Tribsas, Tritons, and Dresdas are a central part of the retro sports and café-racer scene. Each machine is that little bit different to the next, with the majority built half a century ago, when many knowledgeable but frustrated enthusiasts began to realise they could own a far more exciting machine than those produced in factories; all they had to do was match the engine of their choice with the best available frame.
Cyril Malem, whose reputation was honed on Eglis, MV Agustas, Vincent 4-valve 'heads, and other exotica, acquired the Tribsa in the 1970s. His performance equipment was in such demand at the time that the conventionally equipped hybrid was virtually forgotten for thirty years until, over two busy months in 2005, he finally undertook and completed a major rebuild and modification programme, with stunning results. In a 6-page report and road test in The Classic MotorCycle (March 06) Roy Poynting writes glowingly of Cyril's workmanship, in conjunction with the Tribsa's exceptional specification; he likewise awarded UXB top points after he had sampled the "rocket-ship" on the highway. It is clearly a very swift motorcycle, borne out by Roy's comment, "...second sufficed for any speed that's legal on the open road". As one of classic journalism's most honest if gentler riders, Roy also confessed it was the sheer speed of the Tribsa which effectively prevented him ever "snicking it into top", but that is perhaps understandable given the high gearing and close ratio gearbox.
One of Cyril's more significant modifications was re-fitting the engine with a few degrees of forward tilt, not instantly discernible but a subtle improvement to the appearance.

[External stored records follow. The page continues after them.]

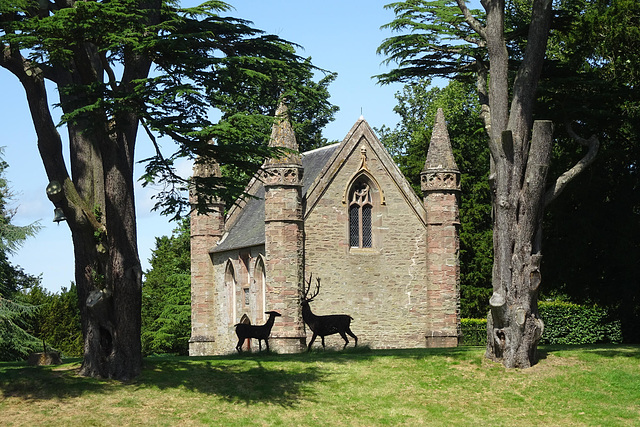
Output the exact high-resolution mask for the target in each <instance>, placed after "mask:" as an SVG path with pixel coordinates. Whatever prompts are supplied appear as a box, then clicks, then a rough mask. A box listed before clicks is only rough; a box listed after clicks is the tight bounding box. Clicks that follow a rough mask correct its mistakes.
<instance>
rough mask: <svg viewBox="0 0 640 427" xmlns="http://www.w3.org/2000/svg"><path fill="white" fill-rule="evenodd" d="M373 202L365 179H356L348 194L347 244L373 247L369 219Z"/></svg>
mask: <svg viewBox="0 0 640 427" xmlns="http://www.w3.org/2000/svg"><path fill="white" fill-rule="evenodd" d="M372 214H373V202H372V191H371V185H370V183H369V182H368V181H367V180H366V179H359V180H358V181H356V182H355V183H354V185H353V187H352V189H351V194H350V196H349V246H350V247H352V248H371V247H373V236H372V227H371V220H372V216H373V215H372Z"/></svg>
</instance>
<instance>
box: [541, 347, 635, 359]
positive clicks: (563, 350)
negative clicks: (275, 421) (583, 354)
mask: <svg viewBox="0 0 640 427" xmlns="http://www.w3.org/2000/svg"><path fill="white" fill-rule="evenodd" d="M576 350H580V351H584V352H586V353H590V354H595V355H598V356H602V357H607V358H614V357H630V358H634V359H640V345H637V344H584V345H569V344H567V345H561V344H553V345H544V347H543V349H542V350H541V349H540V348H538V352H539V353H544V354H545V355H548V354H552V353H554V352H561V351H576Z"/></svg>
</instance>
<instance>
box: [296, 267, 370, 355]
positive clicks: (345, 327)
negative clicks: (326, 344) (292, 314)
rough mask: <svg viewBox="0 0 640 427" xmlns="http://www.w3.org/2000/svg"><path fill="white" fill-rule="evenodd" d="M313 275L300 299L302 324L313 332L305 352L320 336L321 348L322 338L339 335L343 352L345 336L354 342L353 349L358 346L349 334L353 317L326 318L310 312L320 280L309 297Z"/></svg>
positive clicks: (330, 315)
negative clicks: (302, 294) (343, 346)
mask: <svg viewBox="0 0 640 427" xmlns="http://www.w3.org/2000/svg"><path fill="white" fill-rule="evenodd" d="M312 277H313V274H312V275H311V276H310V277H309V281H308V282H307V283H306V284H305V286H303V288H304V289H303V295H302V299H301V302H300V303H301V305H302V320H304V323H306V324H307V326H309V329H311V331H312V332H313V336H312V337H311V341H309V345H308V346H307V351H311V345H312V344H313V342H314V341H315V340H316V337H318V336H320V338H321V340H322V348H325V346H324V337H326V336H327V335H333V334H340V336H341V337H342V339H343V340H344V347H342V349H343V350H344V349H345V348H346V347H347V344H349V339H348V338H347V334H348V335H349V336H351V337H353V339H354V340H355V347H357V346H358V337H357V336H355V334H354V333H353V332H351V321H352V320H353V317H351V316H349V315H348V314H330V315H327V316H316V315H315V314H313V312H312V311H311V307H309V303H310V302H311V301H313V299H314V298H315V297H316V296H318V293H319V292H320V278H319V277H318V278H317V279H316V281H317V285H316V288H315V291H314V292H313V294H312V295H311V296H309V291H310V290H311V279H312Z"/></svg>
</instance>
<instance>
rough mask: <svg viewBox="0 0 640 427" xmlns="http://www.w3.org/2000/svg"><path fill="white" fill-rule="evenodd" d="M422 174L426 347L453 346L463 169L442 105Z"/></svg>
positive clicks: (459, 275)
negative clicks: (425, 321)
mask: <svg viewBox="0 0 640 427" xmlns="http://www.w3.org/2000/svg"><path fill="white" fill-rule="evenodd" d="M420 178H421V186H422V192H423V194H424V206H425V209H426V211H427V265H428V267H427V271H428V276H427V300H428V301H429V307H428V310H429V319H428V321H427V333H426V339H427V347H452V346H456V345H457V344H458V336H459V335H460V260H459V250H460V231H459V229H460V217H459V210H458V194H459V192H460V171H459V170H458V166H457V165H456V162H455V160H454V158H453V151H452V149H451V142H450V141H449V132H448V131H447V125H446V122H445V119H444V113H443V112H442V109H438V112H437V114H436V119H435V123H434V125H433V133H432V135H431V143H430V144H429V150H428V152H427V160H426V162H425V164H424V169H423V170H422V173H421V174H420Z"/></svg>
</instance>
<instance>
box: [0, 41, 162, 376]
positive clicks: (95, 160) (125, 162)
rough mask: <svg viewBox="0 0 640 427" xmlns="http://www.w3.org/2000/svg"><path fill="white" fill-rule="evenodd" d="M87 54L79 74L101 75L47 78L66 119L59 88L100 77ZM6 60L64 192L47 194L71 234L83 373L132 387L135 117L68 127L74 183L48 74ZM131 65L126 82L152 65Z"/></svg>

Starting with the splayed 'head Tiger 100 motor the menu includes: Amal GP carburettors, E3134 cams, stainless steel header pipes running into shapely reverse cone silencers, Dunlop alloy rims shod with contemporary rubber, forks with two-way damping that utilise Gold Star sliders to accommodate the large diameter front drum, alloy fork crowns by Supalegera, and an evocative Monard timing cover behind which a Triumph reciprocating oil pump is retained; the list is endless. Especially worthy of mention are the definitive scroll style "Tribsa" transfers affixed to the large capacity fuel tank, and the smaller transfer which adorns the rear mudguard. The polished alloy tank has the appropriate knee dents and a quick action filler. Offered with V5C registration document, where it is listed as a Tribsa, and MOT Certificate expiring August 2014, this quality machine is something of a lighter RGS.